Re Lew's point about the possibility of adding a resistor if necessary, I'll add that the parallel combination of two resistances corresponds to an overall resistance equal to the product (multiplication) of the two values divided by their sum. So if 11K is placed at the output of the SUT or the input of the phono stage, and the input impedance of the phono stage is 47K, the combined impedance on the secondary side of the transformer would be (47 x 11)/(47 + 11) = 8.9K. The cartridge would see a load impedance equal to 8.9K divided by the square of the turns ratio.
Also, some people report good results applying a load resistor on the primary side of the transformer.

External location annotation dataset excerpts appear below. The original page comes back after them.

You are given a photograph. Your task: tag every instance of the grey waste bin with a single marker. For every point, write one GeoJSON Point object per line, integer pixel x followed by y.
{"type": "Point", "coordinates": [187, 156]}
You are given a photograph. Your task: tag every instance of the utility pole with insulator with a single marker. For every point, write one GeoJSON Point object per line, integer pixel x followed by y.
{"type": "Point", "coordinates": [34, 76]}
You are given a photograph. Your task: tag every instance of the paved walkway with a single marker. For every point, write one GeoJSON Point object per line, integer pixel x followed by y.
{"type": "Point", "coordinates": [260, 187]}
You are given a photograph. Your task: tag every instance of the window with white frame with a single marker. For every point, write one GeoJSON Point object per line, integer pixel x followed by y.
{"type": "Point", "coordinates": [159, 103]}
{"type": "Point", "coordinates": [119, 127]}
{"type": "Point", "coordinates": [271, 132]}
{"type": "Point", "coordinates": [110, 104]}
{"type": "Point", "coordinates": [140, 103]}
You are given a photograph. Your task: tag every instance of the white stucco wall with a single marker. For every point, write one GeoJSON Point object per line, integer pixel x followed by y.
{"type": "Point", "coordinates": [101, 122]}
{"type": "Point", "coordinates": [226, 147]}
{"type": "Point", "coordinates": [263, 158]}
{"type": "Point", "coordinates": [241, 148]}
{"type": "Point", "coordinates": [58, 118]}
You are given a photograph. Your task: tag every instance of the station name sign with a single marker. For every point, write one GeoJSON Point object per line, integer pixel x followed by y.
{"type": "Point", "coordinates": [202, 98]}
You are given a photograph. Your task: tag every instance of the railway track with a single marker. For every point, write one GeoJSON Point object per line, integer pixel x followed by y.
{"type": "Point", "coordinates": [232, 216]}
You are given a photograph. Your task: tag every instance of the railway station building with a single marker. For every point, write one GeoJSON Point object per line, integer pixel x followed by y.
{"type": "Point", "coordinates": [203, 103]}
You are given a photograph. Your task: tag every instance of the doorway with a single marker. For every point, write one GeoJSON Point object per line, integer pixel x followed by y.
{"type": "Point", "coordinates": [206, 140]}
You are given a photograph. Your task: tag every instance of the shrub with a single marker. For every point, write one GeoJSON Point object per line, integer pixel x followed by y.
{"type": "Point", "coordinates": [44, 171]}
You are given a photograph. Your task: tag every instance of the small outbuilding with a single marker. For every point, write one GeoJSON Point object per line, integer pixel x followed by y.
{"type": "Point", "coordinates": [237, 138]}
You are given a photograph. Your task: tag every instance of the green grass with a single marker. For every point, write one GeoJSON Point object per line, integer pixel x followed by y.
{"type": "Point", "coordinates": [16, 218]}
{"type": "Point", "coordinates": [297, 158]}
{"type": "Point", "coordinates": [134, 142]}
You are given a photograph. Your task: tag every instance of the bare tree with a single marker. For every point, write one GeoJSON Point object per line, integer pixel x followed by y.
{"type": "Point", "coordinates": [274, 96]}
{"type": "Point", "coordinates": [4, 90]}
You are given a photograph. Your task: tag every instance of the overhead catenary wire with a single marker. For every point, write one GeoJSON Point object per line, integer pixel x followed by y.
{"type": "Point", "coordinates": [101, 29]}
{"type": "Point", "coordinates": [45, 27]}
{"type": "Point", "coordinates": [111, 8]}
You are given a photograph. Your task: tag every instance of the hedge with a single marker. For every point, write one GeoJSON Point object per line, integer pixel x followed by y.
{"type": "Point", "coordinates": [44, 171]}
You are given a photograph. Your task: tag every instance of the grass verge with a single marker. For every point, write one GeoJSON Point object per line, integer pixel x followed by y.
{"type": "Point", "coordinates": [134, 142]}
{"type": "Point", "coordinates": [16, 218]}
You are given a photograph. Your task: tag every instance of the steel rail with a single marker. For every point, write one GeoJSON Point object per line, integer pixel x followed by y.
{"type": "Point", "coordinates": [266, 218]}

As you'll realize, in that case the value of the resistor will typically be a good deal lower, and the load resistance seen by the cartridge will be the parallel combination of the input impedance of the phono stage divided by the square of the turns ratio and the value of that resistor.
Given those possibilities of adding resistance in parallel, it seems to me that in choosing a stepup ratio it would make sense to err in the direction of having too low a ratio/too high a numerical load impedance/too light a load, PROVIDED that there is confidence that the noise performance of the phono stage is good enough to support the correspondingly reduced input voltage without introducing objectionable levels of hiss.
Re the chart you prepared, nicely done! To be sure its clear to everyone, the numbers on the vertical axis at the left represent millivolts at the secondary side of the transformer, i.e., the input to the phono stage. Also, a useful enhancement to the chart, if readily practicable, would be to superimpose on it a second curve indicating the load impedance seen by the cartridge, as a function of turns ratio, with the load value scale indicated vertically on the right.
Regards,
-- Al